Announcing GDELT’s New “Tools for Journalists” Initiative

Kalev Leetaru

11 years ago

UPDATE 5/23/2015: In discussion with all of the users of this program, we've found that all of you have now migrated to the new GDELT Trends Dashboard, which offers an identical export option that is far more powerful, including advanced filters. We're therefore halting new update files for this program as of 5/23/2015. Please contact us with any questions.

What an incredible week it has been! This past Thursday we announced the public debut of GDELT 2.0 and GDELT Translingual, and just two days later, we are incredibly excited to announce the release this afternoon of the first phase of GDELT’s new “Tools for Journalists” initiative!

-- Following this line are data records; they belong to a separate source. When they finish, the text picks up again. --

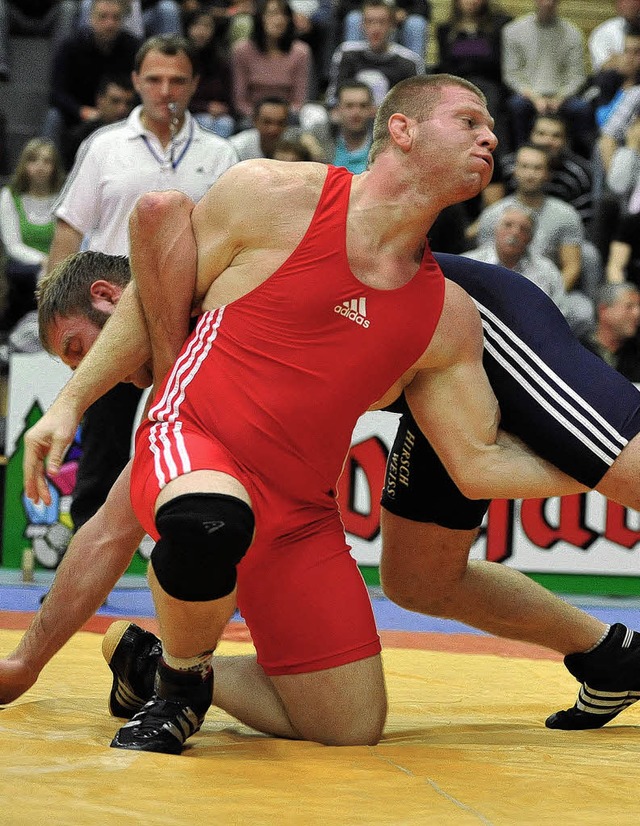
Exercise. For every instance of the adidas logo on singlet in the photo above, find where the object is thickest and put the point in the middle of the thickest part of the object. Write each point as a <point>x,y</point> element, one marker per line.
<point>354,310</point>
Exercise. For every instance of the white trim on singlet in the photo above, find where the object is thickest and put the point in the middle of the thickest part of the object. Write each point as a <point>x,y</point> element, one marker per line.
<point>170,457</point>
<point>535,375</point>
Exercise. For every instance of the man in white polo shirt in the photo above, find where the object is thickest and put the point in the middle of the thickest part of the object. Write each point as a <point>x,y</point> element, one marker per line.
<point>158,147</point>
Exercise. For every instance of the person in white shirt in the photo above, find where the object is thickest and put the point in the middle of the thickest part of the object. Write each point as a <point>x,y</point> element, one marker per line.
<point>159,146</point>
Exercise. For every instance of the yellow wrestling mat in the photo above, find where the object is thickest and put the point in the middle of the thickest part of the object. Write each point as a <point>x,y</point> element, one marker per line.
<point>465,745</point>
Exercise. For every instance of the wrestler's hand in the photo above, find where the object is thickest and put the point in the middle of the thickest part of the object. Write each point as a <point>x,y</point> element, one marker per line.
<point>49,437</point>
<point>15,679</point>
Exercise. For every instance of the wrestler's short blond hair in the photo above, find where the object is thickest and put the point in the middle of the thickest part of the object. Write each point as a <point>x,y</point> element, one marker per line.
<point>416,97</point>
<point>66,290</point>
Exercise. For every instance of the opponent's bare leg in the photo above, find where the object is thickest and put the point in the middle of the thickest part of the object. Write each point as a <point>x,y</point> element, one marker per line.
<point>425,568</point>
<point>621,482</point>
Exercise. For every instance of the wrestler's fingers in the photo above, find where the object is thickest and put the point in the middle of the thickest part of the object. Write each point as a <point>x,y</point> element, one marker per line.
<point>35,482</point>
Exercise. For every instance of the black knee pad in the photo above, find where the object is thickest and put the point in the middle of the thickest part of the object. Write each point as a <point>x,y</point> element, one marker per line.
<point>203,536</point>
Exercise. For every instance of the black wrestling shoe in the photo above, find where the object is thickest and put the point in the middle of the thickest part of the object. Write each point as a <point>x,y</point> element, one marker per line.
<point>132,654</point>
<point>175,712</point>
<point>610,677</point>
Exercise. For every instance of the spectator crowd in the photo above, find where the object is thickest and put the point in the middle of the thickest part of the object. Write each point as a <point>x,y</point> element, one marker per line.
<point>301,80</point>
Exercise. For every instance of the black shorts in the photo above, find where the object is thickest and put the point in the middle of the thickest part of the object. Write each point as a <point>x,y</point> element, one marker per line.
<point>563,401</point>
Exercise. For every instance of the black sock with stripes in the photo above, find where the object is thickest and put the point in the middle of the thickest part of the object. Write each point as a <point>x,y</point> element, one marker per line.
<point>610,677</point>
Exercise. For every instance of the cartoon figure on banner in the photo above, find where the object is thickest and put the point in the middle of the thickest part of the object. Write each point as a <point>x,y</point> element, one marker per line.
<point>49,527</point>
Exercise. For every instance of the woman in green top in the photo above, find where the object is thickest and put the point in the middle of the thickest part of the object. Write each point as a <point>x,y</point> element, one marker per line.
<point>27,224</point>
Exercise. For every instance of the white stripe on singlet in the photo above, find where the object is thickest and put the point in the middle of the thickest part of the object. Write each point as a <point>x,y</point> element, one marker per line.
<point>170,457</point>
<point>536,377</point>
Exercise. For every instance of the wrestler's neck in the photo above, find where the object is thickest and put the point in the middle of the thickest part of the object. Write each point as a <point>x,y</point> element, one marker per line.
<point>392,208</point>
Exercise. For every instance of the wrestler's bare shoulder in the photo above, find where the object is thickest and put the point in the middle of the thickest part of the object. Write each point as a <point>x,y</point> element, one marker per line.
<point>262,184</point>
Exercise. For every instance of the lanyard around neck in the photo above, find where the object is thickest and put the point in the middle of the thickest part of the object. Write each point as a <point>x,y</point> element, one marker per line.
<point>173,161</point>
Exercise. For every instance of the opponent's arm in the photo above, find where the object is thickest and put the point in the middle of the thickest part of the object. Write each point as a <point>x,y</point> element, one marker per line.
<point>454,405</point>
<point>163,265</point>
<point>123,344</point>
<point>96,558</point>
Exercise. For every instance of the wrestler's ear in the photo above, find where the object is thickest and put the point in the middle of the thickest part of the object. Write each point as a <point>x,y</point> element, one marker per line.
<point>105,295</point>
<point>399,126</point>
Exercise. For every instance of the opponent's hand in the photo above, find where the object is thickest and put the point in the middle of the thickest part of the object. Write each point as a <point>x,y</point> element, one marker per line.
<point>50,437</point>
<point>15,679</point>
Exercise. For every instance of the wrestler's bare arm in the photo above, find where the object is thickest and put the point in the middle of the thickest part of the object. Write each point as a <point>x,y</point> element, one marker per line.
<point>98,555</point>
<point>454,405</point>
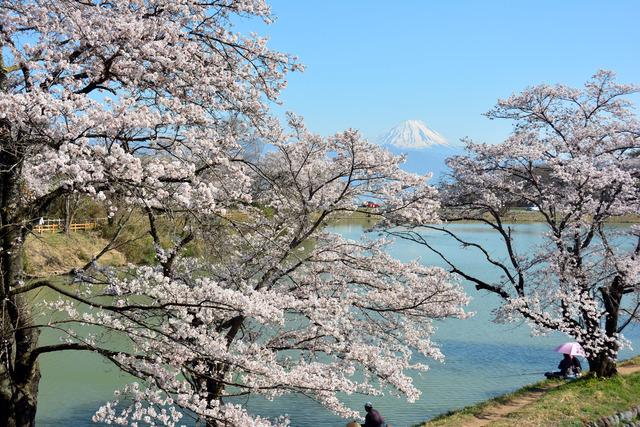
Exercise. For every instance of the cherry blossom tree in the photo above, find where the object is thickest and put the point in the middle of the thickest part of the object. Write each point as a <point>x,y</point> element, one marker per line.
<point>571,158</point>
<point>150,106</point>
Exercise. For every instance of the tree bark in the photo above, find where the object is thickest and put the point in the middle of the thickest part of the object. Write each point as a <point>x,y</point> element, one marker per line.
<point>602,366</point>
<point>19,375</point>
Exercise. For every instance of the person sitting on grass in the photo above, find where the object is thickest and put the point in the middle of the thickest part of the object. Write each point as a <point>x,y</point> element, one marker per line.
<point>373,417</point>
<point>569,367</point>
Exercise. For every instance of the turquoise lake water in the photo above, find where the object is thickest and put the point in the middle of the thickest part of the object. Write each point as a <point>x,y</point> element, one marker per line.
<point>483,359</point>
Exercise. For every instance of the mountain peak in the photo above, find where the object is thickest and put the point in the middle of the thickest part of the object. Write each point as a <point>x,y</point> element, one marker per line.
<point>412,134</point>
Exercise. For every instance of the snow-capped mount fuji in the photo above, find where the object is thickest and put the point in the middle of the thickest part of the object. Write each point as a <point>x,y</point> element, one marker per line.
<point>425,149</point>
<point>412,134</point>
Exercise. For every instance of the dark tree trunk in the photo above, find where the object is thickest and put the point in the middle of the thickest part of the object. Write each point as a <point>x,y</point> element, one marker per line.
<point>602,366</point>
<point>19,374</point>
<point>604,363</point>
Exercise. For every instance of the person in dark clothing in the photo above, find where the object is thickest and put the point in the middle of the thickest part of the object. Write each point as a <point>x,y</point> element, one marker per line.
<point>373,417</point>
<point>568,366</point>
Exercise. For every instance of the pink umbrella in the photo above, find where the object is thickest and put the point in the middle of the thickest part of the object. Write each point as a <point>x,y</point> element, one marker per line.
<point>572,349</point>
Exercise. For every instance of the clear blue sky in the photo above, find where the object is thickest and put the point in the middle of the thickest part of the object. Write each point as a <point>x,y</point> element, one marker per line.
<point>371,64</point>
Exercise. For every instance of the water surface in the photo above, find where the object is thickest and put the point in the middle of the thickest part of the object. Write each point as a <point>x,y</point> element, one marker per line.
<point>483,359</point>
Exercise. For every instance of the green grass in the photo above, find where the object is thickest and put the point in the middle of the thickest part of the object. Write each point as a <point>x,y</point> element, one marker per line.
<point>570,404</point>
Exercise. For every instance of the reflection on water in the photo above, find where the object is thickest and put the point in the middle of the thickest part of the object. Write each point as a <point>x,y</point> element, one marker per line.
<point>483,359</point>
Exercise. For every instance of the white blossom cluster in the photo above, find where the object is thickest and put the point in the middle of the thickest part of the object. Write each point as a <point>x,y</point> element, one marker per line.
<point>572,157</point>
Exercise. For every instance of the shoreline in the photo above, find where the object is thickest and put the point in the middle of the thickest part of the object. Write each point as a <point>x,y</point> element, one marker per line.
<point>552,402</point>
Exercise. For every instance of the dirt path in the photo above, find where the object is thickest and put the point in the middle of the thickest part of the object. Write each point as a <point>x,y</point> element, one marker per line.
<point>496,413</point>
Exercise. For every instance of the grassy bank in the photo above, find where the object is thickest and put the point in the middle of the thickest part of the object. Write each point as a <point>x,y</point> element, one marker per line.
<point>554,403</point>
<point>50,254</point>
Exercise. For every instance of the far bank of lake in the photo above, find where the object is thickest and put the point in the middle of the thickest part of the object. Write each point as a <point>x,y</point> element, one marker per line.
<point>483,359</point>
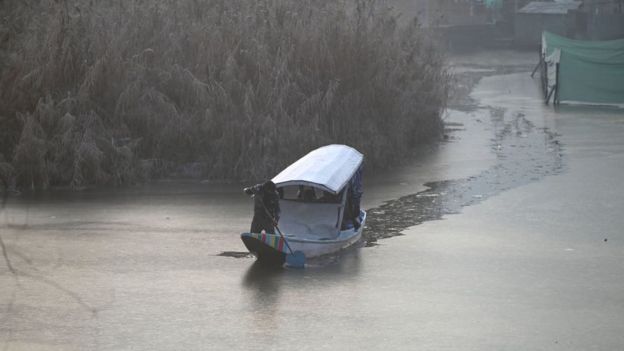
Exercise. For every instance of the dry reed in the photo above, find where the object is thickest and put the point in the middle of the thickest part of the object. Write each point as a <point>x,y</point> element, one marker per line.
<point>103,92</point>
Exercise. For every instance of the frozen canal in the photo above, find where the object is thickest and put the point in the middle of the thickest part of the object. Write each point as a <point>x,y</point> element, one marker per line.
<point>529,254</point>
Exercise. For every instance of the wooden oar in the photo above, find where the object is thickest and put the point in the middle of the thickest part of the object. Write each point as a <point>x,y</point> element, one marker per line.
<point>295,259</point>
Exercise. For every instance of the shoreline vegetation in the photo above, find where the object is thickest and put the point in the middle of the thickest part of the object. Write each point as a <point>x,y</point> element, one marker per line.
<point>120,92</point>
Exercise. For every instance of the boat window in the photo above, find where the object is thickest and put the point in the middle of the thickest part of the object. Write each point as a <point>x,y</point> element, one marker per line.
<point>307,194</point>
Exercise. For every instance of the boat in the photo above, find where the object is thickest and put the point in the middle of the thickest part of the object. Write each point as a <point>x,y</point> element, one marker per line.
<point>316,195</point>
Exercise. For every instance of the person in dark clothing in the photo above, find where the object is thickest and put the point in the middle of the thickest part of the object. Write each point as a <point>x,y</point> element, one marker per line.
<point>266,207</point>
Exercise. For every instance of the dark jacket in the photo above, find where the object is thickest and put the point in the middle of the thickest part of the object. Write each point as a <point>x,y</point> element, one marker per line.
<point>266,207</point>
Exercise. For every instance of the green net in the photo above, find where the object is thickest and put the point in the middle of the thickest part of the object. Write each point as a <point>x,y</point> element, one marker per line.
<point>589,71</point>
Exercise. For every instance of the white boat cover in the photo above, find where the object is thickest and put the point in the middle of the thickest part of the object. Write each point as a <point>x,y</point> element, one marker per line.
<point>328,168</point>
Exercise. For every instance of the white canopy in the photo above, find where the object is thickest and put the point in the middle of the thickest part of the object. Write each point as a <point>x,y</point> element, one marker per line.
<point>328,168</point>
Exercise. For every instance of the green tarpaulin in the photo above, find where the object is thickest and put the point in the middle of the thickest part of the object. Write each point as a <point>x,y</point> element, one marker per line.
<point>589,71</point>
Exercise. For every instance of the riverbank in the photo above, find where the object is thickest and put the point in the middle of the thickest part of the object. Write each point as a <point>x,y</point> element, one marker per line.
<point>516,258</point>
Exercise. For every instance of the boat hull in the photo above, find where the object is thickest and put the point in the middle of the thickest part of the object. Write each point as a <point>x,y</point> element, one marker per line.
<point>273,248</point>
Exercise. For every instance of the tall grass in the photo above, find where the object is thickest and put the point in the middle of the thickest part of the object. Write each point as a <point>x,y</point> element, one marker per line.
<point>110,92</point>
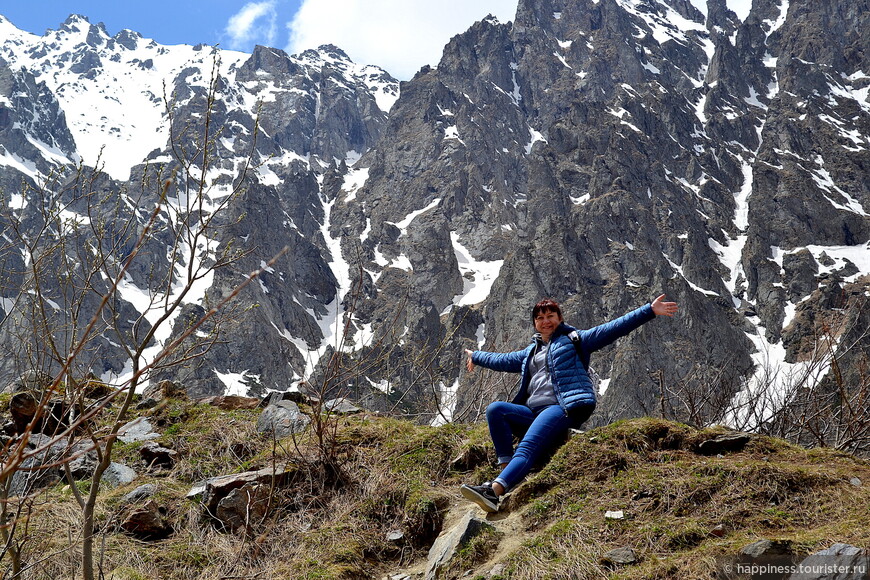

We’ve been hearing from many of you for a while now that you find GDELT to be an unprecedented and immensely powerful tool for exploring global events and narratives, but that the technical barrier to entry is simply too high to be able to use it in your day-to-day work, whether you are a journalist trying to access local reporting on the ground where a situation is unfolding, an NGO trying to understand how your aid programs are being received or discussed in the daily narrative of areas you are working, aid workers trying to map the local security and aid climate, or even private citizens on the ground trying to better understand what the world is saying about your region.

Your requests have been heard loud and clear and over the next few months we will be rolling out a wide array of new tutorials and tools to make it easier than ever to use GDELT to visualize, analyze, and explore the world even if you don’t have extensive technical experience working with large datasets.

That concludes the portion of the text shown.